The Canadian dollar touched its weakest level in more than 11 years against the greenback on Wednesday, following July domestic retail sales figures that fell short of expectations and another plunge in volatile oil prices. New car and clothing sales helped push Canadian retail sales higher for the third month in a row in July, up 0.5 percent and in line with economists polled by Reuters, but sales were flat and below expectations when automotive figures were excluded. Volumes were also weaker than the headline, while figures from the previous month were revised lower.
"People had been thinking that we'd get a decent contribution to the next quarter's GDP growth and show some positive data," said Don Mikolich, executive director of foreign exchange sales at CIBC World Markets, adding that the soft data also underscored the interest rate differential between Canada and the United States. "In a quiet week of data, that one sticks out as having a bit of a negative sentiment around the economy here. (Oil's) the other big driver." The loonie has plunged some 25 percent since last summer, along side the price of crude, a key Canadian export, but had been mostly rangebound over the last month after hitting a previous 11-year low at C$1.3353 to greenback.
The price of crude, a key Canadian export, reversed course during the session to give up an earlier rally after large gasoline builds raised concerns about high autumn fuel supplies. Brent, the global benchmark for oil, settled down $1.33, or 2.7 percent, at $47.75 a barrel. US crude slumped $1.88, or 4.1 percent, to settle at $44.48. The Canadian dollar ended at C$1.3347 to the greenback, or 74.92 US cents, softer than the Bank of Canada's official close of C$1.3258, or 75.43 US cents on Tuesday. It stumbled to C$1.3357, or 74.87 US cents just after midday, its weakest intraday trading level since late July, 2004.
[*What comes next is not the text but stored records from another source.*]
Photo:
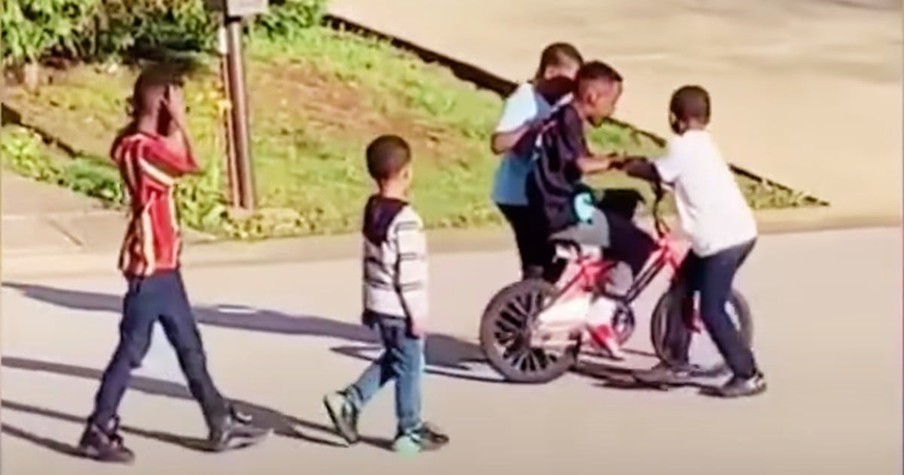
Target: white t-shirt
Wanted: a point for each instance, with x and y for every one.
(711, 207)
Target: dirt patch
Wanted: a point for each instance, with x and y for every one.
(333, 106)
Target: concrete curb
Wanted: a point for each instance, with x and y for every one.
(327, 248)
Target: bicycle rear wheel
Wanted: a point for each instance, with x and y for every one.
(505, 335)
(703, 358)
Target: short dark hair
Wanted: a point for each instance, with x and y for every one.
(387, 155)
(153, 79)
(597, 71)
(557, 54)
(691, 102)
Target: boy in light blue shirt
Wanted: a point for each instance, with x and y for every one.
(523, 116)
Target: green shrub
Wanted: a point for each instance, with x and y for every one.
(287, 18)
(100, 29)
(31, 29)
(124, 27)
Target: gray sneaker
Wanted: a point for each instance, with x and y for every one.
(344, 416)
(740, 387)
(426, 438)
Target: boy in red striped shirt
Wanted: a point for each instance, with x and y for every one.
(152, 152)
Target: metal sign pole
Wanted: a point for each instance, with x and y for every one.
(232, 178)
(240, 170)
(235, 72)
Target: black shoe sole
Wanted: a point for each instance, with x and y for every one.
(238, 441)
(92, 454)
(344, 431)
(663, 384)
(720, 393)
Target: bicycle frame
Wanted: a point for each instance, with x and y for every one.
(589, 271)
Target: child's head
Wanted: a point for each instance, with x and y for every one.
(389, 163)
(157, 92)
(596, 91)
(559, 62)
(689, 109)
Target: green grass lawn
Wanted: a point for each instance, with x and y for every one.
(316, 102)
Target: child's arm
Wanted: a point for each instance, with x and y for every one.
(503, 142)
(666, 168)
(173, 156)
(593, 164)
(639, 167)
(518, 121)
(411, 270)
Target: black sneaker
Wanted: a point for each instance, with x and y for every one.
(235, 430)
(426, 438)
(105, 444)
(663, 375)
(344, 416)
(740, 387)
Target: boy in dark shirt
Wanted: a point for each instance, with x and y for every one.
(556, 192)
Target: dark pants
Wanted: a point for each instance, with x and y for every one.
(531, 237)
(713, 277)
(159, 297)
(402, 361)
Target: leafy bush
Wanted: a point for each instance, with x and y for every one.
(287, 18)
(23, 152)
(100, 29)
(30, 29)
(137, 26)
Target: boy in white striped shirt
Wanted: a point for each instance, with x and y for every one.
(395, 302)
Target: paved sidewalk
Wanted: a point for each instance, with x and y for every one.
(806, 92)
(49, 223)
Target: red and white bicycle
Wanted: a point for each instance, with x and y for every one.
(532, 331)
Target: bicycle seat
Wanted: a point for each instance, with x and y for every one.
(595, 234)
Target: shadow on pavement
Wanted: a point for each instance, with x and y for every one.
(443, 352)
(281, 424)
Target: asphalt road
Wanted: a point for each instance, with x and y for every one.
(827, 308)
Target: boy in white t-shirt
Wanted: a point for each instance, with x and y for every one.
(722, 232)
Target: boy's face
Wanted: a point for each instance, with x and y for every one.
(600, 99)
(561, 77)
(676, 125)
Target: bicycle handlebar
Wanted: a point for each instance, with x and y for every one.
(662, 229)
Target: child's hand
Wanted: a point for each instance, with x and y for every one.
(416, 329)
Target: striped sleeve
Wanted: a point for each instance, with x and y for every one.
(411, 272)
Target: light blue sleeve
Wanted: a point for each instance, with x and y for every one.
(519, 108)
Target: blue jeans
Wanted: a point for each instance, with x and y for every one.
(712, 276)
(157, 298)
(402, 361)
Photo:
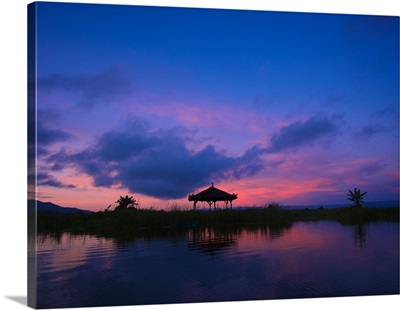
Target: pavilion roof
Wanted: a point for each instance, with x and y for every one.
(212, 194)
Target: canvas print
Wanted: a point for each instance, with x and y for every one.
(182, 155)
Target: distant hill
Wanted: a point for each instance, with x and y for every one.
(51, 207)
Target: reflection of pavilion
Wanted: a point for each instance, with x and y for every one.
(212, 195)
(211, 242)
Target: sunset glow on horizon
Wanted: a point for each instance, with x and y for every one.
(158, 103)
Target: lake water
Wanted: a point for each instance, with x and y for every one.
(305, 259)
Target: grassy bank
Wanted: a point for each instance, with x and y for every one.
(131, 220)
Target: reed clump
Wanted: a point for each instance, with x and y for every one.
(151, 219)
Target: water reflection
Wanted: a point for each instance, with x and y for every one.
(210, 241)
(306, 259)
(360, 236)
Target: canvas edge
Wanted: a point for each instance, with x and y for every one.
(32, 151)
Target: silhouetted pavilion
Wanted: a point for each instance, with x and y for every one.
(212, 195)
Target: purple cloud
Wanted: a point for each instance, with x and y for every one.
(157, 164)
(319, 128)
(89, 88)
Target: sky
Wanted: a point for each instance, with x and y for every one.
(158, 103)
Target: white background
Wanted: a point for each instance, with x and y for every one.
(13, 119)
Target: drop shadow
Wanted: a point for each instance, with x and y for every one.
(23, 300)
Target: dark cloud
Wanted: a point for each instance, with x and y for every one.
(370, 130)
(90, 88)
(157, 164)
(319, 128)
(45, 179)
(47, 136)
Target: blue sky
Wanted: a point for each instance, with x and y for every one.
(160, 102)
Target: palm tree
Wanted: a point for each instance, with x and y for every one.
(356, 196)
(126, 202)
Mikolich said the currency could soften to C$1.35, but expects to see some fatigue as it approaches C$1.34. Overseas, the latest data out of China showed the country's manufacturing sector had its biggest contraction since the global financial crisis. The country's September factory PMI figures intensified concerns that a slowdown in world's second-largest economy could spread. Canadian government bond prices were lower across the maturity curve, with the two-year price down 4 Canadian cents to yield 0.519 percent and the benchmark 10-year off 9 Canadian cents to yield 1.489 percent. The Canada-US two-year bond spread was -18.0 basis points, while the 10-year spread was -66.4 basis points.